If you’re going to apply, really question whether this is something you want to do. It’s important to figure out whether you’re comfortable sacrificing a good amount of your free time, if not most of it. When talking with Codify, really make the connection between who you are and what coding will do for your life. Talk about how you plan to contribute back to the world and the Codify network.

I think a great thing about Codify is their alumni network; they really try to maintain connections between students, graduates, and recruiters/employers.

Why did you pick WeFinance over a bank?

One of the things I love about WeFinance is that you aren’t looking for a new way to do something, but getting back to the heart of how things have been done traditionally and making that process easier.

WeFinance goes back to the old way where you’re asking people you know for a loan. The great thing is that WeFinance formalizes the process. You start by asking people you know and then you go to people you don’t know, with recommendations. I also like that you’re not asking for a handout, but a loan. There’s more incentive for people to invest in something where they’ll get a return.

With banks, oftentimes the numbers and interest rates aren’t very fair for the borrower and are very predatory. WeFinance takes things back to the way they used to be but just makes it easier through technology.

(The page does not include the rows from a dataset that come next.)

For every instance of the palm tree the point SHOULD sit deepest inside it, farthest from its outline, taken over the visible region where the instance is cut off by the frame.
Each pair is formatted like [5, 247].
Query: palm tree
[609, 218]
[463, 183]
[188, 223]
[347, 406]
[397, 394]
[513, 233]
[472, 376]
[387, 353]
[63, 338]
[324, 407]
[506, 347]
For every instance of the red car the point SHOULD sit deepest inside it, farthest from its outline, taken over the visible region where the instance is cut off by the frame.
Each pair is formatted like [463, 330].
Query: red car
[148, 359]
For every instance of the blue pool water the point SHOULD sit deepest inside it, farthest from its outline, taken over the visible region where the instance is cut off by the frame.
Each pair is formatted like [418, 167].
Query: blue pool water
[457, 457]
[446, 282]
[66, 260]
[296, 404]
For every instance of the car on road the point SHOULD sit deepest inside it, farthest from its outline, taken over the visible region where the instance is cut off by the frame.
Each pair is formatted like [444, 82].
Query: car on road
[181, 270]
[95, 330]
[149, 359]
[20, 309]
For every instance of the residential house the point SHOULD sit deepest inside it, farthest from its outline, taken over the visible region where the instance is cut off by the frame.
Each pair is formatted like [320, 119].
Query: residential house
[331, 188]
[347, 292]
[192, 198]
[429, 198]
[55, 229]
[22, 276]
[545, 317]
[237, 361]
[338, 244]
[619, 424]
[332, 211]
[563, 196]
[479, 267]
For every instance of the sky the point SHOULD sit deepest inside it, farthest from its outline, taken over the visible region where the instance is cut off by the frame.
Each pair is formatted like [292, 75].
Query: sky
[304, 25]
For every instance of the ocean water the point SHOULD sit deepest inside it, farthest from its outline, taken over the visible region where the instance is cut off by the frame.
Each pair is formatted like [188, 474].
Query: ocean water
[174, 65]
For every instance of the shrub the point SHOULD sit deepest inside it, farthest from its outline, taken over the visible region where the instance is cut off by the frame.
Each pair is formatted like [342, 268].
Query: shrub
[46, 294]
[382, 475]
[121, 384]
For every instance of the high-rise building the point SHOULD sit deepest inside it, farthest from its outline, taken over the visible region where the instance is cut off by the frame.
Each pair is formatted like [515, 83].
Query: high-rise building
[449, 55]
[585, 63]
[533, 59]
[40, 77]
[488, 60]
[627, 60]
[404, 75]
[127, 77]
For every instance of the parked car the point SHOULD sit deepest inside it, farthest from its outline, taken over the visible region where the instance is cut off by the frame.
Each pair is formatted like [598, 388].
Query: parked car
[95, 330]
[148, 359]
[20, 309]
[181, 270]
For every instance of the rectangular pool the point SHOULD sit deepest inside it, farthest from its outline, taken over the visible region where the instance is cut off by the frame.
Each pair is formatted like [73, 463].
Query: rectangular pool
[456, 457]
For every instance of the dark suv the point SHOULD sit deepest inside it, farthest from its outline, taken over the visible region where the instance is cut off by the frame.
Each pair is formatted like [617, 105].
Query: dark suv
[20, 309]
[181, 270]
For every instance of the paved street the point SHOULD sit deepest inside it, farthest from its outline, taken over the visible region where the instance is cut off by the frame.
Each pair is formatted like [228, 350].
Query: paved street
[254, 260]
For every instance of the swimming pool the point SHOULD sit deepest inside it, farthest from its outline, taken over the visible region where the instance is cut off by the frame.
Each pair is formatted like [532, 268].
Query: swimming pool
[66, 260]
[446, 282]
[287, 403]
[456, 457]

How has your experience with creating a WeFinance campaign been? How did you pick your interest rate and deferral period?

The process of creating a campaign was easy and choosing a grace period and interest was easy due to WeFinance’s suggestions.

Creating the page was easy. The hard part is the crowdfunding itself, but the end reward is worth it!

Any tips or tricks for creating a campaign?

You have to throw yourself out there. You can’t wait for people to come to you.

My biggest tip is to talk to individual people in-person. If you have to write, do not write mass emails. Write individual emails to individual people.